# Bi-Pole/Di-Pole



## the_rookie (Sep 30, 2008)

So, with the advancements in audio codecs, ie. Tru-HD, DTS-MA, and Atmos do we see a real benefit from these speaker types anymore? I have an unopened pair of Polk Audio FX/i's, and was wondering if they have a place in modern home theaters. With so much more advanced 3-D placement of sound from the engineers, do they benefit anymore?

Should I keep them for when I get a bigger place? Or just more bookshelves instead for the 7.1/Atmos setup?

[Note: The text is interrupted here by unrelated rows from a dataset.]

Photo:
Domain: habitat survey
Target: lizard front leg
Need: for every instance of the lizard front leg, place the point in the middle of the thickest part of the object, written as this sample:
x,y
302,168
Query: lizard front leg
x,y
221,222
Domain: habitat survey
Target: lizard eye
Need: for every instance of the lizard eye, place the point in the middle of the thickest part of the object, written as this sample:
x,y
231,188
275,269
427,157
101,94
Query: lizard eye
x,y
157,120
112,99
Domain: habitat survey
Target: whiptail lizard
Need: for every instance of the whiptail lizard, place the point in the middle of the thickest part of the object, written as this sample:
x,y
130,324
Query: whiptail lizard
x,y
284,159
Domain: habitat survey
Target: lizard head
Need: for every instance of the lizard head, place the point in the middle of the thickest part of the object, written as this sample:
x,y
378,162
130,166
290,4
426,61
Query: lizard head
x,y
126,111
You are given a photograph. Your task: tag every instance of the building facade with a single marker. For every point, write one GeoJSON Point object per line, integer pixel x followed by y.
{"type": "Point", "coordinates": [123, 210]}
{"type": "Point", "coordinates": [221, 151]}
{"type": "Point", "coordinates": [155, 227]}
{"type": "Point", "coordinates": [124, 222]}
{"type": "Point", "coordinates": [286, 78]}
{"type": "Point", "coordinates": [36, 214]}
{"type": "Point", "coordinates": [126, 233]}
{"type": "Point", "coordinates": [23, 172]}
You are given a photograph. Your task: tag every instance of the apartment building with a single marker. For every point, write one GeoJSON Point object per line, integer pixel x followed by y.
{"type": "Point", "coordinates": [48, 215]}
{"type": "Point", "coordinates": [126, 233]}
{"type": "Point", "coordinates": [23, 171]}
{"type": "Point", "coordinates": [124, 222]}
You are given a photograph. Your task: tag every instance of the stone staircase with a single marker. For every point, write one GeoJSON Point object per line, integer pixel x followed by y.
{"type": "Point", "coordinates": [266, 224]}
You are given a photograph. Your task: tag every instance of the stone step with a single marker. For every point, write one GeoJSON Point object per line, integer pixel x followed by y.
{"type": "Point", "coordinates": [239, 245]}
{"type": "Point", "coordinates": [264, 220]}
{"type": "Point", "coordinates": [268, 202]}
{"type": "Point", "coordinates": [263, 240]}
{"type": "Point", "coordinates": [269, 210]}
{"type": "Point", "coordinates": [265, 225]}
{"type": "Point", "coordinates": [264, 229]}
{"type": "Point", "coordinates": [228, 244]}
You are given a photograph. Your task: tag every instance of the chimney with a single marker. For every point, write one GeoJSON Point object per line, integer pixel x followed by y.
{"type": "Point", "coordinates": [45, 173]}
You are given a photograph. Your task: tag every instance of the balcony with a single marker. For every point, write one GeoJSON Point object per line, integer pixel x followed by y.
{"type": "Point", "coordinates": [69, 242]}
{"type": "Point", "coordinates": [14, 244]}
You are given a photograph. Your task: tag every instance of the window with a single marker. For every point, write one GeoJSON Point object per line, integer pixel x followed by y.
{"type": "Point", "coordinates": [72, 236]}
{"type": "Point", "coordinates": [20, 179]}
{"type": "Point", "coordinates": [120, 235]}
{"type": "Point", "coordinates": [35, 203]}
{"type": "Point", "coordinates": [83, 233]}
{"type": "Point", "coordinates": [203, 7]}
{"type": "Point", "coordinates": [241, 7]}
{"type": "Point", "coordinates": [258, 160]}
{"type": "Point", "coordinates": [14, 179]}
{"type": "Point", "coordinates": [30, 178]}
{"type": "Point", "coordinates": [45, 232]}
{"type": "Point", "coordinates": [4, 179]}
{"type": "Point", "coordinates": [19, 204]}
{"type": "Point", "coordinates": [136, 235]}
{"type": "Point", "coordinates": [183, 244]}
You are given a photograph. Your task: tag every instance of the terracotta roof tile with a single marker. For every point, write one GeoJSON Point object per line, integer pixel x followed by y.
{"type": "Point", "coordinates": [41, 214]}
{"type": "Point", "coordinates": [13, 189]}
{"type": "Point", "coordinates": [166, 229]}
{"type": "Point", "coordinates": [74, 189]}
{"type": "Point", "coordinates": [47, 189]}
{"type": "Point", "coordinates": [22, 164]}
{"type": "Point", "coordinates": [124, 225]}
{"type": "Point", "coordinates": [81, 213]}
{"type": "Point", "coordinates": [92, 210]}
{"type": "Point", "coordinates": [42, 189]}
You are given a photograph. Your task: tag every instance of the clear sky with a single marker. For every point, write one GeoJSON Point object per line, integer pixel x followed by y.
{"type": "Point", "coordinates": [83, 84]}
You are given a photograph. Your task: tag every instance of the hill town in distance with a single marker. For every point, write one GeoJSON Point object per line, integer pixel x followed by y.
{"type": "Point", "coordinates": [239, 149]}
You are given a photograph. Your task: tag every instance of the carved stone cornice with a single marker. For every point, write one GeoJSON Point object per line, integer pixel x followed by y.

Sent from my iPhone using Tapatalk


----------



## theJman (Mar 3, 2012)

That's a good question, but unfortunately I don't know enough about Atmos to be able to answer. I do know that bi-pole speakers are also used to overcome seating position issues relative to speaker placement, so in that context they may still provide a benefit to some.


----------



## dramitpc (May 11, 2013)

Hi there 
Dipole surrounds are not recommended for atmos setup










Sent from my iPhone using Tapatalk


----------



## giro1991 (Apr 21, 2013)

Don't bother with Atmos, save and get subs. Its essential in this day and age. Alternatively two 15 drivers are sufficient.


----------



## willis7469 (Jan 31, 2014)

I have never enjoyed them personally, but do understand that as Jman said, they do have their place. Also the pic from Dolby.com illustrates the lack of usefulness in immersive setups. I believe you almost answered your own question. Lol. Due to the accuracy of object based audio, bi/dipole speakers actually go against good playback. You might keep them for a bedroom, or den system or somewhere small where they could be useful. Personally however, I'd probably sell them to finance other purchases.


----------